This drone will try to keep its distance if you look annoyed by it

Plenty of people do not understand personal space but at least we can create robots that do. In fact, respect for space is one of the first things programmed into machines like autonomous cars and security bots that move freely around humans.

A team of researchers at The Georgia Institute of Technology is developing an autonomous drone blimp with sensors that help it fly around humans while maintaining an appropriate distance.

“The drone blimp is a perfect platform to move safely in the proximity of human,” Fumin Zhang, a Georgia Tech professor leading research on the blimp, told Digital Trends. “The speed of the blimp is on par with human movement, not too fast. The blimp flies 10 times longer than a quadcopter, which enables extended period of playtime with the human.”

Equipped with sensors and a small camera, the drone blimp is designed to detect hands so people can direct its movement with gestures.
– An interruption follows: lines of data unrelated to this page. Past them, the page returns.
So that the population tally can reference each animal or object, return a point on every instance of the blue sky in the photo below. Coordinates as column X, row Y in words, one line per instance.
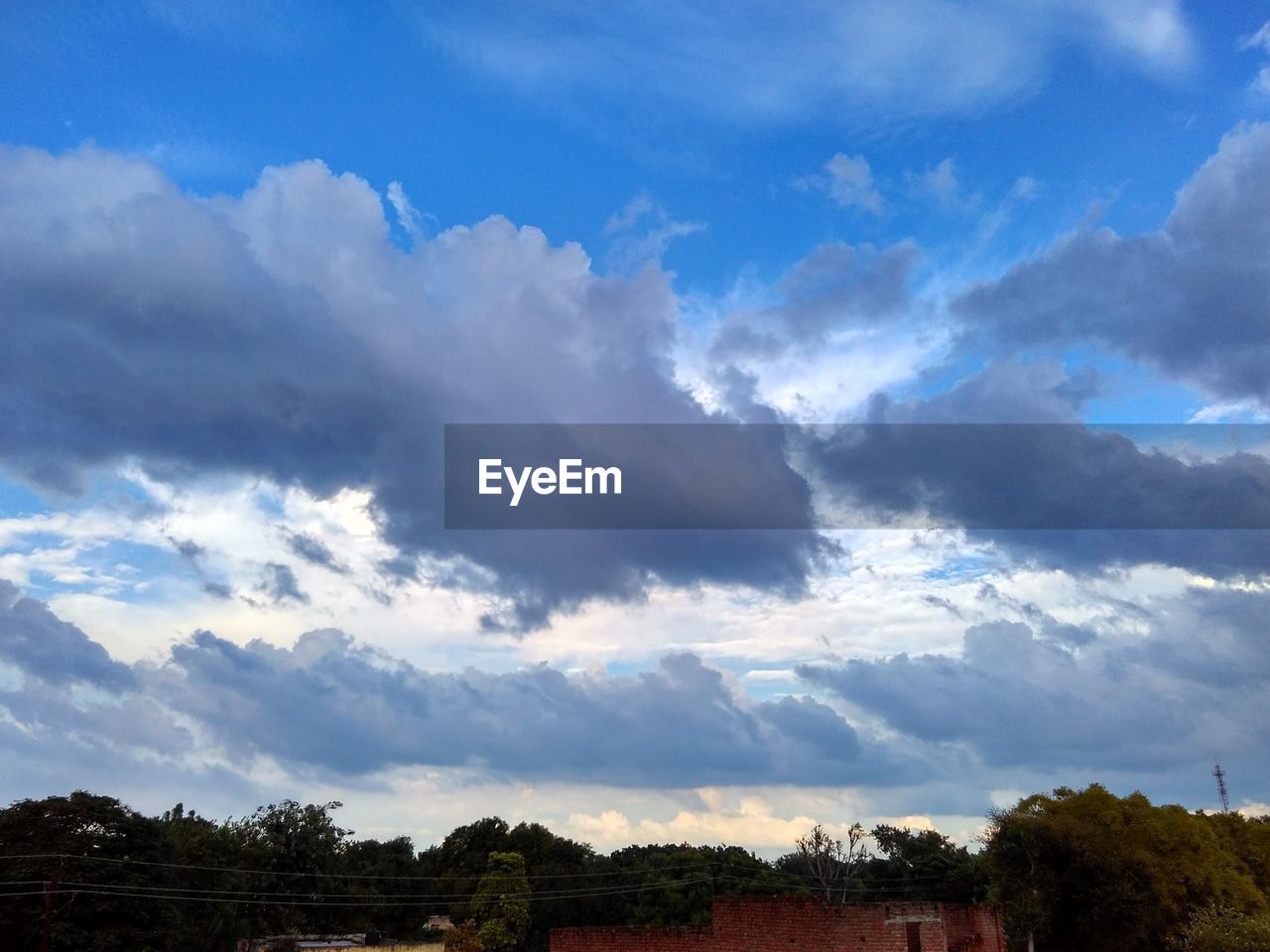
column 257, row 255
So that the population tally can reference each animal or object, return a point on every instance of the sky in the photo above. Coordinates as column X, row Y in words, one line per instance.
column 254, row 257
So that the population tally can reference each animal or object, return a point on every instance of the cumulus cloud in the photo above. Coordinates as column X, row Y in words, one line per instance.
column 1189, row 298
column 50, row 649
column 333, row 703
column 1193, row 687
column 835, row 286
column 907, row 58
column 642, row 232
column 848, row 181
column 282, row 334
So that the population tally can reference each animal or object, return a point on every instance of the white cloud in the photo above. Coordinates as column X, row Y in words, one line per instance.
column 848, row 180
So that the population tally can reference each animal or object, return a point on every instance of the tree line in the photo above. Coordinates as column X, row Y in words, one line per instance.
column 1075, row 871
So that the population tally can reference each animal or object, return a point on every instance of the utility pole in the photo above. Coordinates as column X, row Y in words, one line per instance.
column 1220, row 788
column 50, row 893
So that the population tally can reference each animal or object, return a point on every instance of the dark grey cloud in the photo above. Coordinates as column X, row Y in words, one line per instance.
column 1196, row 685
column 1003, row 391
column 316, row 551
column 280, row 583
column 834, row 286
column 50, row 649
column 1062, row 494
column 282, row 334
column 333, row 703
column 1193, row 298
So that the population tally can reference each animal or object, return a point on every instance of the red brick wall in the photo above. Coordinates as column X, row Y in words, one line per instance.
column 784, row 924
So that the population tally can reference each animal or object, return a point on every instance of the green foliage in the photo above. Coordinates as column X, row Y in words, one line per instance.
column 922, row 865
column 1080, row 870
column 1225, row 930
column 502, row 902
column 1087, row 871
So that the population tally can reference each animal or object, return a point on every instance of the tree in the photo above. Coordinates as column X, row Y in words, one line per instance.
column 502, row 902
column 829, row 862
column 1218, row 929
column 926, row 864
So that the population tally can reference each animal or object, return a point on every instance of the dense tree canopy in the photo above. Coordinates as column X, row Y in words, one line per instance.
column 1075, row 870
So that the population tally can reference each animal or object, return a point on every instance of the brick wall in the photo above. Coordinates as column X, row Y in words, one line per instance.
column 785, row 924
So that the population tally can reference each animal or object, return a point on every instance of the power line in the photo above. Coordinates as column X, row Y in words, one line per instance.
column 104, row 890
column 341, row 876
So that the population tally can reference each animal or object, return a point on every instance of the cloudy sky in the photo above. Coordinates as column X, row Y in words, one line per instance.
column 255, row 255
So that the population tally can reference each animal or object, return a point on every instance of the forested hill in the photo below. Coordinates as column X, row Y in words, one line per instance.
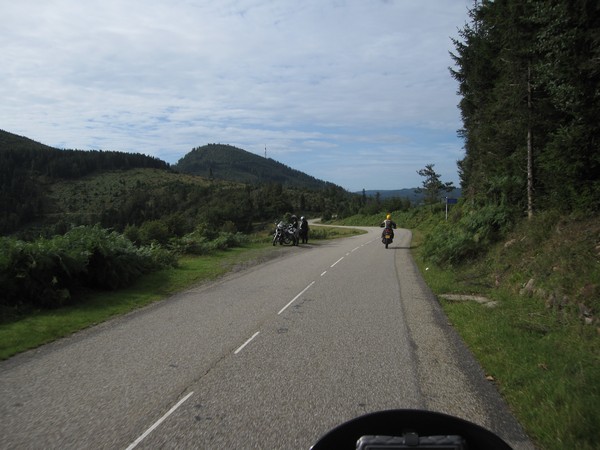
column 29, row 169
column 20, row 155
column 226, row 162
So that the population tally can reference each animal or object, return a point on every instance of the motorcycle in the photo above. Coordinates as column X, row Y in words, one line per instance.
column 409, row 429
column 285, row 234
column 386, row 236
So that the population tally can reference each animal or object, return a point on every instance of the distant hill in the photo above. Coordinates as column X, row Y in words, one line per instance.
column 226, row 162
column 45, row 190
column 410, row 194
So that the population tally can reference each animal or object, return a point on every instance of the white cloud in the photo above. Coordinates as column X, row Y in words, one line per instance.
column 318, row 82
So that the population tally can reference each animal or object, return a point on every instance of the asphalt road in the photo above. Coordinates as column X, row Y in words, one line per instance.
column 272, row 356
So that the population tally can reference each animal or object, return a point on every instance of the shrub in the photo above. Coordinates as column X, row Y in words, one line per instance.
column 44, row 273
column 472, row 234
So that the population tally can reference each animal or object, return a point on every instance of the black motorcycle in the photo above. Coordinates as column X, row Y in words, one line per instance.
column 409, row 429
column 285, row 234
column 387, row 236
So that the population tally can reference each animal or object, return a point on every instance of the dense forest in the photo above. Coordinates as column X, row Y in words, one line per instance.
column 529, row 78
column 47, row 191
column 226, row 162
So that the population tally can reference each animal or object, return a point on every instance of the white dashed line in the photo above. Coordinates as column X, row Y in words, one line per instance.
column 158, row 422
column 294, row 299
column 337, row 261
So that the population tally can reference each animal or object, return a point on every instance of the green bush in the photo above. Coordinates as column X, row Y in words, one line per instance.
column 475, row 230
column 44, row 273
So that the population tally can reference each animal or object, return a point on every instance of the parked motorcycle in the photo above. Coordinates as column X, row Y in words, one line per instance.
column 409, row 429
column 285, row 234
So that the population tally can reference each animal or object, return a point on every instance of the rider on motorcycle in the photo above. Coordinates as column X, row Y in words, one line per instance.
column 388, row 223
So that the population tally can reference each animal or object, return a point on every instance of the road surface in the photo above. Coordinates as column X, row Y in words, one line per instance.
column 272, row 356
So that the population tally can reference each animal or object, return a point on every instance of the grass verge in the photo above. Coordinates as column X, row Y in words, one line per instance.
column 43, row 326
column 544, row 361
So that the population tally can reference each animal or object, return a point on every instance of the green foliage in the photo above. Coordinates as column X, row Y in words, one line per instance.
column 226, row 162
column 44, row 273
column 432, row 185
column 470, row 233
column 529, row 69
column 540, row 346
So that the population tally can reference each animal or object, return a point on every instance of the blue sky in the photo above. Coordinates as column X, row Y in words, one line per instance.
column 356, row 92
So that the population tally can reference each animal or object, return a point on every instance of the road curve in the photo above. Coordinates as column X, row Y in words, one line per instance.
column 269, row 357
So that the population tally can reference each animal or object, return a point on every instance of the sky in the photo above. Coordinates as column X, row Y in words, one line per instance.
column 354, row 92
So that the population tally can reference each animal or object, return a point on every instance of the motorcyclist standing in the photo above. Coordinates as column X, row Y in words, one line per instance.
column 304, row 230
column 388, row 223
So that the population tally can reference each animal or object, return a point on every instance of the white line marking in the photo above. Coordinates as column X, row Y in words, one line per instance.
column 337, row 261
column 158, row 422
column 294, row 299
column 246, row 343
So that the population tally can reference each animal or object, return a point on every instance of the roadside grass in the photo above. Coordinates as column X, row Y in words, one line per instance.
column 543, row 359
column 43, row 326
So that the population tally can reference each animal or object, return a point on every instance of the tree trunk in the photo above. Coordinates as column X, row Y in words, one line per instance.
column 529, row 148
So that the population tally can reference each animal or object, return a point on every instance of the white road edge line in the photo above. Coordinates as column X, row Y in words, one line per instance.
column 294, row 299
column 159, row 421
column 337, row 261
column 246, row 343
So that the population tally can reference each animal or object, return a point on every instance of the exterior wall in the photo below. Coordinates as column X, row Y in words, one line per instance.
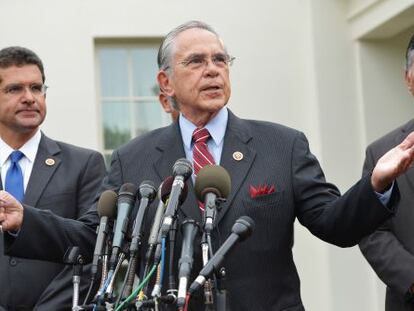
column 304, row 63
The camera also lets it identify facial expressions to determine whether a person is uncomfortable by its hovering about or intrigued by its presence.

“It detects and reacts to a human face to decide the best movement to respect human’s intent, for example, whether the human wants to play with the blimp, or simply wants to be left alone,” Zhang said.
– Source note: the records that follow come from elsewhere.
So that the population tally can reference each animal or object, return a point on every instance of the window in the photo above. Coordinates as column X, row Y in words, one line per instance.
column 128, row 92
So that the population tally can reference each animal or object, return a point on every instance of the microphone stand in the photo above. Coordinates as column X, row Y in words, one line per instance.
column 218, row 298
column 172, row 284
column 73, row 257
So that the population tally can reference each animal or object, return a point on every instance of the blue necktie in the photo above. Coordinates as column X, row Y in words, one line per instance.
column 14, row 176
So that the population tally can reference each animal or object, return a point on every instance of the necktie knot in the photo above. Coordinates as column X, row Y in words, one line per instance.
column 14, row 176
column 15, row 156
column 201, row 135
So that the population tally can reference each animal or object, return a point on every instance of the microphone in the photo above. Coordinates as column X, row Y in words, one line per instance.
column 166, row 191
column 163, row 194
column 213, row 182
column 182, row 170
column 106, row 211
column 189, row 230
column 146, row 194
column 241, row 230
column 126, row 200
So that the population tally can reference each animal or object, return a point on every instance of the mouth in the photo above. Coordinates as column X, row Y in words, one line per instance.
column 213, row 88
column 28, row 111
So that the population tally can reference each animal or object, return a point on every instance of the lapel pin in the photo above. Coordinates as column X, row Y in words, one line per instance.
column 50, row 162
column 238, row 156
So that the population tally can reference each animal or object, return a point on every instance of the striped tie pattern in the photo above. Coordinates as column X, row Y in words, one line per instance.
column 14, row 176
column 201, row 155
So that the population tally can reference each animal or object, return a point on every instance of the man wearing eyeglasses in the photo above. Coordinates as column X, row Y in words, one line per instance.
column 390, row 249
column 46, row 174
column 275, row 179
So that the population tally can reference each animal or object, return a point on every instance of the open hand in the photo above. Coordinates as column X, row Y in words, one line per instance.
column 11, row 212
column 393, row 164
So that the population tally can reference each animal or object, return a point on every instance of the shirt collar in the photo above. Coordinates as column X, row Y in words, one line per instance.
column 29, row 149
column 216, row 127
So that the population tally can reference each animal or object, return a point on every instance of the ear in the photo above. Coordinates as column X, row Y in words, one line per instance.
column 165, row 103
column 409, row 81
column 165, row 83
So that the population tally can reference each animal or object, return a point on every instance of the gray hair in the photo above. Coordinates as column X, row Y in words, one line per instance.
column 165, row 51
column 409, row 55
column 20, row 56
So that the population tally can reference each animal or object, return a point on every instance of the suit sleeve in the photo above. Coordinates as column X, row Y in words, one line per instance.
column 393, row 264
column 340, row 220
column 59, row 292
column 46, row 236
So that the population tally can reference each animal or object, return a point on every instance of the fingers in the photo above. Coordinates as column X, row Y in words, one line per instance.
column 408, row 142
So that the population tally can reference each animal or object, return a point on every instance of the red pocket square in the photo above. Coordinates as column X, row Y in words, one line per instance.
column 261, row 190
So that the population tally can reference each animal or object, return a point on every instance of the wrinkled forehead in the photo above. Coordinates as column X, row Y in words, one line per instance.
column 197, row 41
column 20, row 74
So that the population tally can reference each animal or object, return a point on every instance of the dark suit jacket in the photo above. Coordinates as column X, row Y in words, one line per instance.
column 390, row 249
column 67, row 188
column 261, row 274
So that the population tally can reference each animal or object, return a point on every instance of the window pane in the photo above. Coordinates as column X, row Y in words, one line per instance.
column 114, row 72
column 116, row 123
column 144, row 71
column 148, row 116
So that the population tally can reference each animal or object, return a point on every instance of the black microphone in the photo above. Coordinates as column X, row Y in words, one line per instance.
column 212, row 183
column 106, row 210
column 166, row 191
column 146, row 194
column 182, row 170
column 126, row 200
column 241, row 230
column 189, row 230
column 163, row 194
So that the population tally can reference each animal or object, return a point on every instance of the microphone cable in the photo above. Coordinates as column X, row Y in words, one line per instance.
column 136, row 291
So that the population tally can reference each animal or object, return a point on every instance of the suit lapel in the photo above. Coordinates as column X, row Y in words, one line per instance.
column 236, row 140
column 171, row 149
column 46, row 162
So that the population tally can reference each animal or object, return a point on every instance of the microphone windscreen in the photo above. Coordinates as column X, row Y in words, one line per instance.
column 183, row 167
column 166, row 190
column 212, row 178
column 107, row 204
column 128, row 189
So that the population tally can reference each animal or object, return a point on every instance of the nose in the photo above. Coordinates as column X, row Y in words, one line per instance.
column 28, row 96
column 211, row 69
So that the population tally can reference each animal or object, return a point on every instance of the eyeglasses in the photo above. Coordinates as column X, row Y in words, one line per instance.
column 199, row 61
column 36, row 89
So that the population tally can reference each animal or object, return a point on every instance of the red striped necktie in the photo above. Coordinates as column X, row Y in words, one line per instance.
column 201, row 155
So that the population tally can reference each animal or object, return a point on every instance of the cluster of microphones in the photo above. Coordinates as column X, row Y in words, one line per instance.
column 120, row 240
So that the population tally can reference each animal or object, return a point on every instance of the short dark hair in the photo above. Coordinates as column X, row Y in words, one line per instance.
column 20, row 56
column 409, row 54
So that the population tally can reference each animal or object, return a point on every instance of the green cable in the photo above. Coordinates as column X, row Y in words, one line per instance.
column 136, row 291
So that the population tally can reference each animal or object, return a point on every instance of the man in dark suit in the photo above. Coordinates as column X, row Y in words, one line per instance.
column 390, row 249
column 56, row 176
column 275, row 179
The sensors aren’t perfect yet — the video below shows it float around a bit carelessly — but it is a step in the right direction for respectful robots.

The ultimate goal of the blimp is to study how people perceive and react to flying drones. However, future versions may find applications outside of the lab, taking the place of tour guides, store clerks, or coworkers.
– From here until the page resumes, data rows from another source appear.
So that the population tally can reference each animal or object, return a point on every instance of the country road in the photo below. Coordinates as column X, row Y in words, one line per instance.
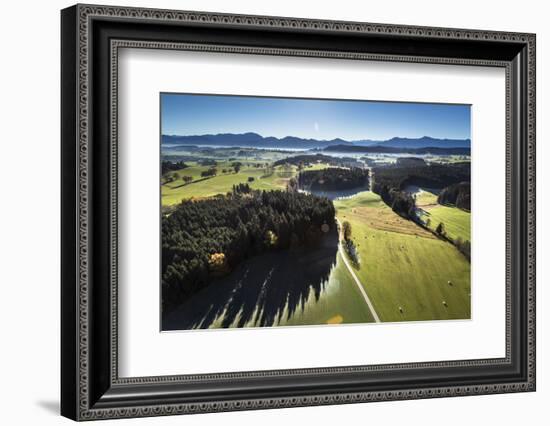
column 352, row 273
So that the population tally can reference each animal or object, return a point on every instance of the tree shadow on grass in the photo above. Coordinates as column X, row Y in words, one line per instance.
column 257, row 292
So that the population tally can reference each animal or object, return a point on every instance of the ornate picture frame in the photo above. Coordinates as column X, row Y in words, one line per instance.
column 91, row 37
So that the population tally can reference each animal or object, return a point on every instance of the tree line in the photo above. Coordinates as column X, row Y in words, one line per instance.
column 204, row 239
column 390, row 182
column 170, row 166
column 333, row 178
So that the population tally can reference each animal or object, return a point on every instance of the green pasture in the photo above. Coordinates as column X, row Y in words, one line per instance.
column 403, row 265
column 456, row 221
column 176, row 191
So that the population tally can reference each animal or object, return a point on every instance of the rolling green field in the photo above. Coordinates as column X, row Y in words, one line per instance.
column 403, row 265
column 457, row 221
column 340, row 303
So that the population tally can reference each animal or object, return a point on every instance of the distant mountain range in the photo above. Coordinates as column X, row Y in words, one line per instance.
column 248, row 140
column 384, row 149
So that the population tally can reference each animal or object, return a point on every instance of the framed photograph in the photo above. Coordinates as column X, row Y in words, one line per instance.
column 263, row 212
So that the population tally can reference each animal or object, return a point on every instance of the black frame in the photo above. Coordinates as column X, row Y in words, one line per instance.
column 90, row 386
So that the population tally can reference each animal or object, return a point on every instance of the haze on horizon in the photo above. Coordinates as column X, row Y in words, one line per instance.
column 195, row 114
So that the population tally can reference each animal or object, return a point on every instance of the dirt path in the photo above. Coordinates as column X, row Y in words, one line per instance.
column 352, row 273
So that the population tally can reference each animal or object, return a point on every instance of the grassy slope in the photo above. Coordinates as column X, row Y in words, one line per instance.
column 403, row 265
column 174, row 192
column 457, row 221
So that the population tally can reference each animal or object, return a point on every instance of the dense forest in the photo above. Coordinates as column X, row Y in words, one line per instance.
column 205, row 239
column 457, row 194
column 390, row 182
column 431, row 176
column 333, row 178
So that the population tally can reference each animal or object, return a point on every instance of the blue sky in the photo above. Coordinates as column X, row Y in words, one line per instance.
column 184, row 114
“The blimp can serve as personal shopping aid in a supermarket or a personal guide in a museum,” Zhang said. “It can easily guide a group or a crowd by flying overhead for a long time. And the blimp can fly in hazardous indoor workspaces to watch over the shoulder of workers when they are performing risky tasks.”

Zhang and his team see real scientific value in their blimps but they would also like a bit of outside recognition, having recently submitted an application to the Guinness World Record for “the world’s smallest autonomous blimp.”